Netanyahu's government has expanded settlement activity in the West Bank at a pace that renders a contiguous Palestinian state increasingly unviable. Trump's reported advisory role, though unofficial, reinforces hardline policies that dismantle any prospect of negotiated peace. The UK's Foreign Office has circulated a draft resolution at the United Nations calling for an immediate cessation of settlement expansion and a return to pre-1967 borders with land swaps.
This diplomatic push faces severe headwinds. The US administration under President Joe Biden has been reluctant to apply meaningful pressure on Israel, while Arab states that normalised relations with Israel through the Abraham Accords have largely remained on the sidelines. The result is a vacuum that empowers extremist factions on both sides.
The energy component of this crisis cannot be overstated. The region hosts some of the world's most critical energy infrastructure, including chokepoints for oil and natural gas shipments. A prolonged conflict would trigger global energy price shocks, accelerating the urgency for renewable transitions but simultaneously making them harder to finance. The UK's position as a financial hub means London is exposed to both the immediate economic fallout and the longer-term instability that suppresses investment in sustainable projects.
Data from the Climate and Conflict Lab at the University of Oxford indicates that regions with water scarcity and high population growth are 40% more likely to experience sustained violence. The Middle East fits this profile with alarming precision. Groundwater depletion in the Jordan River basin, exacerbated by climate change, amplifies competition for resources. Each failed harvest and dried-up well feeds a cycle of grievance and radicalisation.
Technological solutions exist. Desalination powered by solar energy, precision agriculture, and cross-border water management systems could alleviate resource pressures. But these require a level of cooperation that seems impossible under current political conditions. The UK's push for a two-state solution is not merely a diplomatic gesture; it is a prerequisite for any meaningful climate adaptation in the region.
The physical reality is stark. Satellite imagery shows the fragmentation of Palestinian territory into isolated enclaves, separated by settlements, bypass roads, and the separation barrier. The contiguous landmass required for a viable state no longer exists without significant territorial adjustments. The window for a negotiated settlement is closing, and the cost of failure is measured in human lives and regional stability.

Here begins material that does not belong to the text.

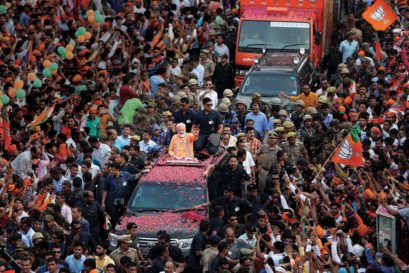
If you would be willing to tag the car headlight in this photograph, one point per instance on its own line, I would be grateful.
(241, 72)
(185, 243)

Dr. Vance notes that from an energy transition perspective, the Middle East's potential for solar generation is immense. A peaceful, integrated region could become a powerhouse of renewable energy exports to Europe. Instead, the current trajectory points toward further fragmentation and conflict, locking in fossil fuel dependence and delaying the global decarbonisation effort.
The UK's role is circumscribed but not insignificant. As a permanent member of the UN Security Council and a major donor to Palestinian humanitarian aid, Britain carries weight. Foreign Secretary James Cleverly has stated that the two-state solution is the only path to security for both Israelis and Palestinians. The question is whether that path still exists on the ground.
Time is a non-renewable resource. Every week of inaction entrenches realities that make a two-state solution more difficult. The permacrisis is not a prediction; it is a description of the current state. The UK's push may be the last credible effort to prevent the Middle East from becoming a permanent conflict zone, with all the cascading consequences for global energy, climate, and security.
This is not a story of descending into chaos but of acknowledging that we are already there. The task now is to build a ladder out.